5 simple tips for changing a lifetime of bad eating habits

Changing a lifetime of bad eating habits is easy with these 5 simple tips

It may seem hard, but it’s definitely not impossible and imagine how good you’ll feel when you conquer that first habit.

Changing a lifetime of bad eating habits can be challenging, but with dedication and persistence it is possible to change negative eating patterns. Here are five simple tips to help you make lasting changes:

1. Start Small

Trying to change everything at once can be overwhelming and lead to burnout. Instead, focus on one eating habit at a time. Choose one unhealthy habit you’d like to change that will help you achieve your long-term weight loss goals, then decide what you’ll do instead. Make sure your new habit is relatively easy to implement so you aren’t tempted to quit early on. As you succeed with switching one bad habit to a healthy alternative, gradually introduce other changes. Making sustainable changes to your eating habits and exercise routine, increases the chances of long-term success.

Let’s look at an example. If you find that eating junk food after dinner is a problem, decide what you’ll do instead. You could save an apple from your daily fruit allowance and have this, or you could decide to brush your teeth after dinner and make your kitchen a no-go zone.

Often night eating is caused because we are tired, start to relax, and our thoughts drift to spoiling ourselves with a treat. Changing this habit will help not only to lose weight but to maintain your healthy weight going forward.


2. Set Clear and Specific Goals

Define your goals in clear, specific, and measurable terms. Rather than vague aspirations like “I want to be healthier,” be specific about what you want to achieve, such as “I want to exercise for 30 minutes three times a week” or “I want to have a healthy breakfast each day.”

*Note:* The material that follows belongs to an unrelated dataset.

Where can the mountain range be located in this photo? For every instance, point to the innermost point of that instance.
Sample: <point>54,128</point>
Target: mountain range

Here’s an article I wrote about setting S.M.A.R.T. goals, that will help you to set goals that are not only clear and specific but also realistic.


3. Identify Triggers and Obstacles

Understand what triggers your old habits and what obstacles might stand in your way. Recognising these factors will help you plan how to deal with them. For instance, if stress tends to lead you to unhealthy eating, find alternative coping mechanisms like going for a walk, meditating, or talking to a friend.

The easiest way to identify triggers is to recognise what comes before the habit. For example, if you find that you eat junk food on the drive home from work, it’s likely to be your way of coping with a stressful day at work. Use some of the coping mechanisms above instead of reaching for food. If you eat in your car or have a favourite couch that you always eat snacks on, then ban eating at both these locations.


4. Create a Supportive Environment

Surround yourself with people who support your goals and want to see you succeed. Inform your friends and family about the changes you’re making, so they can encourage and assist you along the way. And try to modify your environment to support your new habits, for example, keep healthy snacks readily available and remove tempting unhealthy options. Don’t eat to please others, or feel embarrassed to say “no I can’t have this, I’m eating healthy.” Stand strong and proud that you’re doing something that’s important for your long-term health.

Avoid the blame game! Blaming others for resorting to poor eating habits or binge eating is not helpful. Taking responsibility for your actions and owning your choices will help you switch from being the victim to being empowered. Imagine how strong you’ll feel when you say ‘no’ to unhealthy food in the face of adversity.

And if you’re struggling to find support, remember my Symply With You Mentoring program is filled with support both from me and the lovely members in our private Facebook community. Find out all the ways you will be supported by my Symply With You community here.


5. Be Patient and Persistent

Changing a lifetime of bad eating habits takes time, and setbacks are a natural part of the process. Don’t be too hard on yourself if you slip up occasionally. Instead, view setbacks as opportunities to learn and grow. Stay committed to your goals, and celebrate your successes, no matter how small they may seem.


A few final thoughts

Remember, it’s okay to take things at your own pace. Don’t rush the process and be forgiving of yourself during this journey of change. Seek support from friends, family, or even a professional counsellor or coach if you find the process particularly challenging. I’m sure that these habits and triggers have been with you for many years so remember, with time, effort, and perseverance, you can successfully transform your habits and lead a healthier and more fulfilling life.